Hizo pausa y siguió:

– Y debajo de ellas, en estos momentos, señor Lucero, se libra una lucha a muerte que está a punto de provocar la guerra entre su país y el país vecino, de lanzarlos fríamente a la lucha armada.

– ¿Y cree usted, míster Maker Thompson, que se llegue a tanto? Estuve con mis abogados esta mañana y ellos creen que el asunto de límites se resolverá pacíficamente mediante un arbitraje en Washington.

– Mi temor es ése: que tal y como van las cosas sean ustedes los que en el fallo pierdan la partida y al perder ustedes quedamos en la «Tropical Platanera» bajo la dependencia de la «Frutamiel Company», que en el Caribe es el grupo de la Compañía más terrible y voraz. Es la «Frutamiel Company» la que está agitando todo este asunto de límites, no porque le interesen un comino los intereses territoriales del país vecino. Su propósito es otro, dominar a la «Tropical Platanera», para ser entonces el arbitro de los destinos de la Compañía.

Los ojos castaños del viejo plantador de bananos recobraban el perdido calor y el brillo, cuando en el semblante de Lucero pulsaron el efecto de sus palabras. Continuó:

– Un grupo de accionistas bastante fuerte trata de evitar lo peor y me han pedido, por intermedio de mi hija Aurelia, que yo vuelva a Chicago. Debe maniobrarse hábilmente para que este país no vaya a perder una importante faja de terreno en el arbitraje, y para que nosotros no caigamos bajo el control de la «Frutamiel Company». Eso es todo.

– Vuelve entonces usted a Chicago…

– Depende…, depende… -reunió y apretó sus músculos faciales que al oír hablar de su ciudad natal suavizaba la nostalgia, para que fuera su cara lo que siempre fue, un nudo de energía.

– Señor Lucero -atacó de lleno-; me tomé la libertad de pedirle que viniera urgentemente porque vamos a necesitar de los votos de ustedes, como accionistas, para que yo salga electo de presidente de la Compañía, en la seguridad de que si así fuera trataré de evitar la guerra, ante todo evitar la guerra, y procuraré que el arbitraje salga favorable a su país.
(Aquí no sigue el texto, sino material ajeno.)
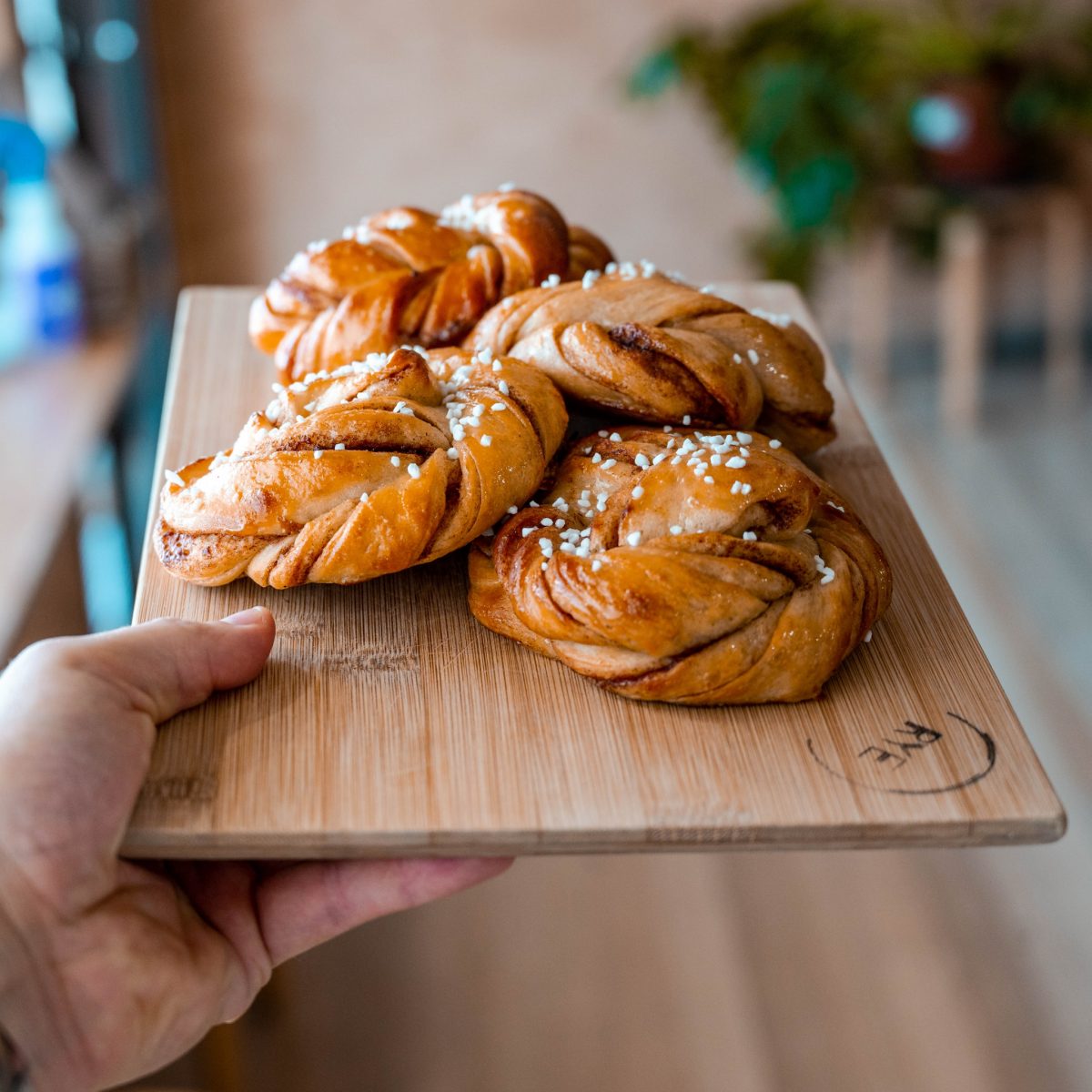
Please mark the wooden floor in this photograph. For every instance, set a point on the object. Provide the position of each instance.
(915, 971)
Lucero se levantó a darle la mano; hace un momento desconfiaba, pero ahora era todo fervor.

– Nada de cantar victoria antes de tiempo y menos hablar de esto con sus abogados -dijo el viejo Maker correspondiendo a sus apretones de mano-; cualquier indiscreción de su parte podría ser fatal para nuestro juego, su país perdería una buena faja de terreno y nosotros pasaríamos a depender de la «Frutamiel».
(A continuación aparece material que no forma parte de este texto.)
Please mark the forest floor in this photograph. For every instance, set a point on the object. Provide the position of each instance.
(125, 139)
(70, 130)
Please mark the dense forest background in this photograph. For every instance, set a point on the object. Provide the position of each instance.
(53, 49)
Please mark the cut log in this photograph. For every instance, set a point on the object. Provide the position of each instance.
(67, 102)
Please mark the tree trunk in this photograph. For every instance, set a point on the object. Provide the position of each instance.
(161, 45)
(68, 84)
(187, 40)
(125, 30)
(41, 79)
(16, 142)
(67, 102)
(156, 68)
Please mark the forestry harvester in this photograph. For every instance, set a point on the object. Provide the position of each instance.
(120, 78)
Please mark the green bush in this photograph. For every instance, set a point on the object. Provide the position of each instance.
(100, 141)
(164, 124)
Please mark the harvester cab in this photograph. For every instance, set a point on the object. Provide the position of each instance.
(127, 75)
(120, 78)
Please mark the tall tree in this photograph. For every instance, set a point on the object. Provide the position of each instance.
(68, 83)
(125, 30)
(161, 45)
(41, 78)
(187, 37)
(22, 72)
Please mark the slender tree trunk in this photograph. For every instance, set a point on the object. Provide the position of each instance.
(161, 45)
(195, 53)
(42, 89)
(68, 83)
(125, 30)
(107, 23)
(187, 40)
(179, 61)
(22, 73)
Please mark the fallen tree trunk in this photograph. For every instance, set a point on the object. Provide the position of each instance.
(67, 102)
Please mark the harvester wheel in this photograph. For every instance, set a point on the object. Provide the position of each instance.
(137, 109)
– Desde ahora cuente ya con nuestros votos. ¡Qué fregado! Al no más bajar yo a la costa hablo con mis hermanos y los entero de todo.
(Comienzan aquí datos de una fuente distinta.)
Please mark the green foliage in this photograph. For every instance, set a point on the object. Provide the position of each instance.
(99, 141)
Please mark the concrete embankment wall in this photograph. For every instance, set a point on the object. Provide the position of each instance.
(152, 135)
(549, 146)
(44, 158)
– Sí, estas cosas conviene tratarlas personalmente y en la mayor reserva en cuanto a la finalidad, que es ganarle la partida en lo de límites a la «Frutamiel Company», si se resuelve por arbitraje, y evitar la guerra a toda costa. A sus abogados, caso que le pregunten, hágales saber que lo invité a esta su casa a proponerle la compra de sus acciones.